At least in my new city the library is always looking for book donations. It was always frustrating back in New York that the branch libraries had a policy of turning down donations. And just think of all those Collyer-Brothers-type bibliophiles and doctoral candidates working at the Strand Bookstore (http://en.wikipedia.org/wiki/Strand_Bookstore) being suffocated by their own books in their own homes . . .

Happy new year!

honeybee said...

I apologize for not introducing myself when I made my comment – I should have done. I am relatively new to your blog, but as I’ve recently subscribed to your blog-feeds, I look forward to being a regular reader and hopefully, can contribute a comment now and then.

Thanks for the good wishes regarding my move; I appreciate the solidarity!

I have done Bookmooch and think it’s a terrific idea. I have sent about 10 books (hardbacks, all) to the US. As you mention, it was very gratifying, indeed, to have others appreciate my offerings, but the postage was becoming prohibitive.
Unfortunately, I wasn’t getting any local interest, so I temporarily pulled my list while getting ready for this move.

My last resort will be to contact the local American/British Ladies Clubs, but I will have to overcome my very strong antipathy towards making contact with Anglophone expats. I know it’s irrational, considering I’m one myself!

Happy 2010 to you. And may you get settled in your new place will all peace and speed!

Pentimento said...

You are very welcome here, Honeybee.

In spite of the fact that we moved from an apartment into a big house, I too felt aggravated by the volume of my accumulated possessions, and gave away many boxes of things in advance of our move -- books, toys, children's clothes, my clothes. The irony is that we have plenty of storage here, but so far I've foudn that I haven't missed any of the things in the boxes.

My main disappointment with Bookmooch so far is that no one seems to have the books on my wishlist. . .

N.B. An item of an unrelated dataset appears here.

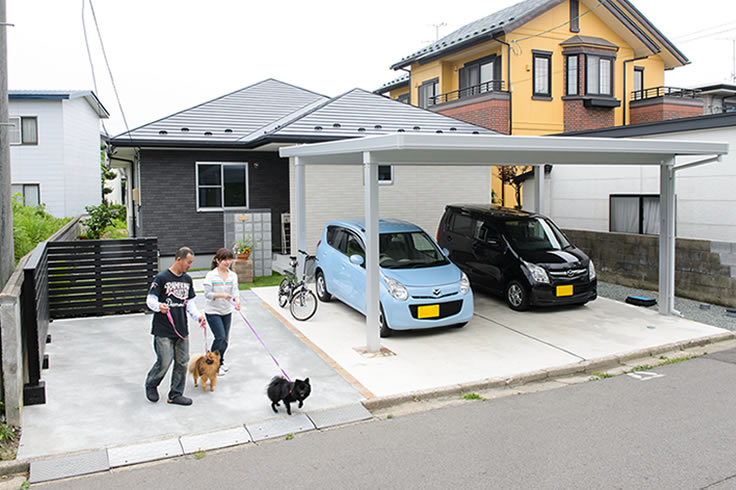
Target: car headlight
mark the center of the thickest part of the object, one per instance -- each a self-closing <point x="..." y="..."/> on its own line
<point x="464" y="283"/>
<point x="538" y="273"/>
<point x="396" y="289"/>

May your move be an easy one and your new place a happy one.

mrsdarwin said...

The menus from Helen Hecht's book remind me of your post a while back about the soprano who had the rules for when and what to eat -- you read the rules or the menu and think, "If only I followed through on this, my life would be peaceful and ordered and perfect." And now I want an Alsation Omelet and Bacon.

We have a hard time throwing or giving away books because we don't buy anything we don't think we'll want to keep. So we have the illusion that every book is necessary to our familial and personal development (and image), even if it's only something I picked up because I thought that maybe we ought to have it for the kids one day, or because I just wanted it to have a good home.

Emily J. said...

How I sympathize! When we moved to MS, I was afraid we'd go over our weight limit, so I bagged and boxed multiple loads of stuff to the thrift shop. I meant to give away more books, I really did, but instead I left behind my washer and dryer.

Mrs. D - I've tried to follow your policy of only buying books I think I or my kids would read again, but there's more of those than I first thought. Just finished John Baxter's A Pound of Paper about his exploits as a book collector - at least I'm not as addicted as he. Or else I'm too cheap to drop hundreds on first editions.

Elizabeth@Frabjous Days said...

That photo looks just like my house moments after my toddler has passed an idle minute or two...

I can relate about not being able to get rid of books, though I've mastered it now, I think -- apart from those boxes in the loft that I couldn't bring myself to give away.